To their credit, the Word Bearers do not break like their chanting followers. They have significant numbers – a two-or three-company strength, by Ventanus’s estimate – and even caught out of position and by surprise, they dig in. From the savagery of Sydance’s assault, 4th Company and its reinforcing elements have seen too much already today to think about quarter. Ventanus wonders – dreads – what they might have witnessed and experienced out at Erud Station as the main part of the treachery broke. Did the Word Bearers encamped alongside the Ultramarines zones just turn? Did they simply rise and draw their weapons, and begin killing, without notice or warning?

He is sure they did. Ventanus is sure the Word Bearers have nothing but the absolute extermination of the XIII as an objective.
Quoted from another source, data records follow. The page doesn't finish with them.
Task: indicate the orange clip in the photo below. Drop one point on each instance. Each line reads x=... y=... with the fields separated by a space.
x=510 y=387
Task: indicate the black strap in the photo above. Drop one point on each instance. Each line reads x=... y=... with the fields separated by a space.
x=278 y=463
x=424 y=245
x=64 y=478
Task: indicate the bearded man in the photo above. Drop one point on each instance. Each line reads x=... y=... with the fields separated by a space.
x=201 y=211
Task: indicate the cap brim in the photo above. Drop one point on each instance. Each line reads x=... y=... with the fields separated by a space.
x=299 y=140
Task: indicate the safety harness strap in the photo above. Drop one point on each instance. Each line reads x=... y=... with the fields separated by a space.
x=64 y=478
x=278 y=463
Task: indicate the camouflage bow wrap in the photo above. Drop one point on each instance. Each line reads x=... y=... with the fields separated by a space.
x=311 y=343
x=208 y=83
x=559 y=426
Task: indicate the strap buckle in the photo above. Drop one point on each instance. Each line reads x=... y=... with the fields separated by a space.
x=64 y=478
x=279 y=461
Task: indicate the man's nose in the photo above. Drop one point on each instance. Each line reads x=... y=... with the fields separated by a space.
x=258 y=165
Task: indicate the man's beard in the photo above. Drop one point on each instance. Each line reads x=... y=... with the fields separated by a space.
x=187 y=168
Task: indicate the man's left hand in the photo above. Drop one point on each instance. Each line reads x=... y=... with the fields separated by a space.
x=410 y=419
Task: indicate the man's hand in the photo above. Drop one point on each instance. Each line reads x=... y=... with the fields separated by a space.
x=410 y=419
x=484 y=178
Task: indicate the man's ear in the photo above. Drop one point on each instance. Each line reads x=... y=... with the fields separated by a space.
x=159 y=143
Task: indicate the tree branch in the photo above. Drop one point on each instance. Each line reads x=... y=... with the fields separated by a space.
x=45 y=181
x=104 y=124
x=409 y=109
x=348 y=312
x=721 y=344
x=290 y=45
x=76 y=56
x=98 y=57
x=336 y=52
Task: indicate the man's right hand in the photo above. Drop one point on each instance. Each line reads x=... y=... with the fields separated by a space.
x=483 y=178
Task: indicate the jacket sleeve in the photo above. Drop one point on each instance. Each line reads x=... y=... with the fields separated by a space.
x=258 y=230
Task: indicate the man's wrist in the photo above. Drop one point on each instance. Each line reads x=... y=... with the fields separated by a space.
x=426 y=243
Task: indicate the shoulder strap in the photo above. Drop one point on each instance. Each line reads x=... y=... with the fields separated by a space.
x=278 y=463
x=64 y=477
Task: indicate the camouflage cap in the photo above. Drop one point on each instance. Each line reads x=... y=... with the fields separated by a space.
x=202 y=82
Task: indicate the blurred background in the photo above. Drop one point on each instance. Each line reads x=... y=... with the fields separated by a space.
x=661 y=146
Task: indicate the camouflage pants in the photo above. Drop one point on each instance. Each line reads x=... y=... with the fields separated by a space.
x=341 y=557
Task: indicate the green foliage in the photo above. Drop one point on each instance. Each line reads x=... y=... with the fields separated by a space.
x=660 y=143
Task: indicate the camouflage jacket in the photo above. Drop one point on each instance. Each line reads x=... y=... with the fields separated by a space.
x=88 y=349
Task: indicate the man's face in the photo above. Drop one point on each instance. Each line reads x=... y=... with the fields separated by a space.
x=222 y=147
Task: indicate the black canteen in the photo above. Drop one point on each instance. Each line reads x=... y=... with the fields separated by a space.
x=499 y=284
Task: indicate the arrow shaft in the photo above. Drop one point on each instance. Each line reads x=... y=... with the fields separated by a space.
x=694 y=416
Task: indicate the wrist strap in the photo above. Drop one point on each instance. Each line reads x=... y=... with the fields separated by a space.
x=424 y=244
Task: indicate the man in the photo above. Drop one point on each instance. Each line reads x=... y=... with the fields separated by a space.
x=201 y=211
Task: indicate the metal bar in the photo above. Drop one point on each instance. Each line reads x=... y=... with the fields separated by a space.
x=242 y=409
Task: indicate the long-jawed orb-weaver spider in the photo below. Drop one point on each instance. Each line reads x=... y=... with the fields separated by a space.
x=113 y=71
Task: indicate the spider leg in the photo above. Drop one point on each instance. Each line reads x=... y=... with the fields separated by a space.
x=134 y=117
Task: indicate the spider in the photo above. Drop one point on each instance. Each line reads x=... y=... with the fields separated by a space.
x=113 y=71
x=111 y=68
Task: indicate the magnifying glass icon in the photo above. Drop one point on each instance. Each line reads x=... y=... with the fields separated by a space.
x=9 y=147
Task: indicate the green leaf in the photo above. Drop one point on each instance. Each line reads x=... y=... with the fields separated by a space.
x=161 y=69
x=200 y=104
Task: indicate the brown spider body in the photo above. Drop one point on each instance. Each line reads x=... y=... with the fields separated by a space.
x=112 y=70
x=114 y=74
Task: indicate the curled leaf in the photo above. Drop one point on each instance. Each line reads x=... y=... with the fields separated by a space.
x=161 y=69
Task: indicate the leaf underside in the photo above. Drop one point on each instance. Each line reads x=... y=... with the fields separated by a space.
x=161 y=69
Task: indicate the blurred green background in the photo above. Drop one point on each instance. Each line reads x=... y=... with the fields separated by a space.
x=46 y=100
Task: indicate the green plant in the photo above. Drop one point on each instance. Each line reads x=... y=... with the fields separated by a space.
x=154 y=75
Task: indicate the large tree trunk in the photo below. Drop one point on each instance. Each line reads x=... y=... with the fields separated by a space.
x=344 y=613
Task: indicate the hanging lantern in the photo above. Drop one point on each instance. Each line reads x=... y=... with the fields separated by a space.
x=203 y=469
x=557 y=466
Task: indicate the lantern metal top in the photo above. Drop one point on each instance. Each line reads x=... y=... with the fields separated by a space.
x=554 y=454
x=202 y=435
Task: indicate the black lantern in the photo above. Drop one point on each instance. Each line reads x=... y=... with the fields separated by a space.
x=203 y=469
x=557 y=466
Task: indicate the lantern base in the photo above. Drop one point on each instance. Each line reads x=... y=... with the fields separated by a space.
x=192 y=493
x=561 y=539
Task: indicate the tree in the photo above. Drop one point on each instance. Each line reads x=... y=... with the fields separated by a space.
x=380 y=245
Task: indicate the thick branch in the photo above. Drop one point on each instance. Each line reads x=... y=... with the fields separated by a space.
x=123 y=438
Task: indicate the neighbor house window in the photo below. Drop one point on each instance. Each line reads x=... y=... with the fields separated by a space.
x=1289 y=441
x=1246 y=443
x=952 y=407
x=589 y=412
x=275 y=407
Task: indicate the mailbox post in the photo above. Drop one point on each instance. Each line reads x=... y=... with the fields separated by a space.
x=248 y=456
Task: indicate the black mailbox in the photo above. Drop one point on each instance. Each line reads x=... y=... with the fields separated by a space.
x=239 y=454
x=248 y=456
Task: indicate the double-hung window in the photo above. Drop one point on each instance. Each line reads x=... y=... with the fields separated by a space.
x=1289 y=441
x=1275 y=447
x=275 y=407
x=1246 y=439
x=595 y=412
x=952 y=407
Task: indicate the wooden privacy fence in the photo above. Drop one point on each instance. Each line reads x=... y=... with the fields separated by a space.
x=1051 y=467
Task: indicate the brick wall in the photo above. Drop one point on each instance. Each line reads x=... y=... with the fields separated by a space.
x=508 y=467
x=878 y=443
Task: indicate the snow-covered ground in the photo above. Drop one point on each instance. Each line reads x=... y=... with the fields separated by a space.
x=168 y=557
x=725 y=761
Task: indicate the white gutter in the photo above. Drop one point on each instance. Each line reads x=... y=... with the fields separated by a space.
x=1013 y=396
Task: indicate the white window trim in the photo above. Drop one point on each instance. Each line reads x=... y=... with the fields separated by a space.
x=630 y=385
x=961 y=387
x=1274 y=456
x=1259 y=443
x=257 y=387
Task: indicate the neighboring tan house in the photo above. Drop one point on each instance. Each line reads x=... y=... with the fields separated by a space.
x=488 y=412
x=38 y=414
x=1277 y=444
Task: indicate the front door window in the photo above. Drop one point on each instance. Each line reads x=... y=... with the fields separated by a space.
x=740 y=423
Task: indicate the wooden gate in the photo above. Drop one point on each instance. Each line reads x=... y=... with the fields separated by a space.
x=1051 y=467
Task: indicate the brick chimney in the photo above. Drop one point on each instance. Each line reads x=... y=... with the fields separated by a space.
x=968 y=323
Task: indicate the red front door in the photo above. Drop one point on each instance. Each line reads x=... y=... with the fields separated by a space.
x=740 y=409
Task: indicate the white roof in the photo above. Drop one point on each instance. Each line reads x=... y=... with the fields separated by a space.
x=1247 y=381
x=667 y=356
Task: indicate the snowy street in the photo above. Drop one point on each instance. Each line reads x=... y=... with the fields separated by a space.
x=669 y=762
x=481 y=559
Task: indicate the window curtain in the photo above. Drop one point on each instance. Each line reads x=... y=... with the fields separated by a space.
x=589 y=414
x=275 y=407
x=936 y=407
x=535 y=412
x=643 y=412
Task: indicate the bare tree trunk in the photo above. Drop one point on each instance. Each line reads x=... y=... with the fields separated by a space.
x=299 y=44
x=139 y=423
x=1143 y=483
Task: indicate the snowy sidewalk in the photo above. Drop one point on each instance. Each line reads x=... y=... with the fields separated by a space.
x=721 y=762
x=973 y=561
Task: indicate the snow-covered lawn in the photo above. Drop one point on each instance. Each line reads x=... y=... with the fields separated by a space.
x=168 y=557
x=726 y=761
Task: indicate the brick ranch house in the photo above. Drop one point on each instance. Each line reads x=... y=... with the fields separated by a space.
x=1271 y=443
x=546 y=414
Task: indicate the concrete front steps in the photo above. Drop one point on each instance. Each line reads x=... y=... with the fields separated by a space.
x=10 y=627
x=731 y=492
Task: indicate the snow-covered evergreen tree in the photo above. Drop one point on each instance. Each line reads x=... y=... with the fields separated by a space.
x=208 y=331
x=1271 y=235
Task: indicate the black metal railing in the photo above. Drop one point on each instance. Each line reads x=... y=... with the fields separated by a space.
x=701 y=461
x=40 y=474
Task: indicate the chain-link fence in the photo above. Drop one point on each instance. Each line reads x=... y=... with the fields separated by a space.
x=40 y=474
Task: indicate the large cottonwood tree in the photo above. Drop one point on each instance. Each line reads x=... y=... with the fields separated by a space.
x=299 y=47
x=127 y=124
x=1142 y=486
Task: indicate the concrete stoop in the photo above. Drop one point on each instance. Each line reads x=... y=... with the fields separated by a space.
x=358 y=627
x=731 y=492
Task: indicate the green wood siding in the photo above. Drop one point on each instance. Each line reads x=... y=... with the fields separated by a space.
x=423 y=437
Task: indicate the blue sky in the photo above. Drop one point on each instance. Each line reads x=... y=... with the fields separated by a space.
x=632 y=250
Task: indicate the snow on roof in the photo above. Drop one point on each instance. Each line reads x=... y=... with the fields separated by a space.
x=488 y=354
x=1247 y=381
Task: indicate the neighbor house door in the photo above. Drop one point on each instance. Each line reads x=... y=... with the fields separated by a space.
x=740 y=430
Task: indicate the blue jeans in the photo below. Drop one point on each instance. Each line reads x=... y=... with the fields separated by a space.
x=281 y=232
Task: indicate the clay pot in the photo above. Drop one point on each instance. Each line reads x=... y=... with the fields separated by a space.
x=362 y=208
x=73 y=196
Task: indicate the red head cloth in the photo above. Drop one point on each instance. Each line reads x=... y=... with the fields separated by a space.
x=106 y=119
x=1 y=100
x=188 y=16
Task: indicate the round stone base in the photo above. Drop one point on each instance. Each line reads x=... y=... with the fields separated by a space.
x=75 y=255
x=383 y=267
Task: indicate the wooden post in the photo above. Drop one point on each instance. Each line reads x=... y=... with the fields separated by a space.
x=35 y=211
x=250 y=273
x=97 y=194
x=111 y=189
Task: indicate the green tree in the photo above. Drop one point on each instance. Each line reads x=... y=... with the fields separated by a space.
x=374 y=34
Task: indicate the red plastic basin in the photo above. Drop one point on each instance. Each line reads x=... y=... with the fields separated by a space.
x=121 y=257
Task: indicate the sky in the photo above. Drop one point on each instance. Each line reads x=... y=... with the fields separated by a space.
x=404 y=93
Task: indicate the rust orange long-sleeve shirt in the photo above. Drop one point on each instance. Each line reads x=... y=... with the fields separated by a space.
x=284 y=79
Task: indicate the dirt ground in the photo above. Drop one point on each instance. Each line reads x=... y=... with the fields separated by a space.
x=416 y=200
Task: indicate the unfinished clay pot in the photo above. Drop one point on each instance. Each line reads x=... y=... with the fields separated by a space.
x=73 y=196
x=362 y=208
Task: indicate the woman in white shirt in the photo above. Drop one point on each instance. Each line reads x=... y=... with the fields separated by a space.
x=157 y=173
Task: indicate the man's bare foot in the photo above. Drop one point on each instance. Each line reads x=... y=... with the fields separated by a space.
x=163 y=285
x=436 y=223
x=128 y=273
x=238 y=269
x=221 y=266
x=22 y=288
You do not just kill the Ultramarines Legion.

Lorgar’s barbarians would not have risked a fair fight. They would have gathered every advantage that surprise, deceit and entrapment could offer. They would have wanted to blitz and kill their enemy, kill him before he even realised he was an enemy.

It did not work. It did not work. The XIII has been hurt. The last ten hours on Calth might even have mortally wounded the Legion to such an extent that it will never fully recover, and, as a consequence, will always be a weaker, smaller fighting force.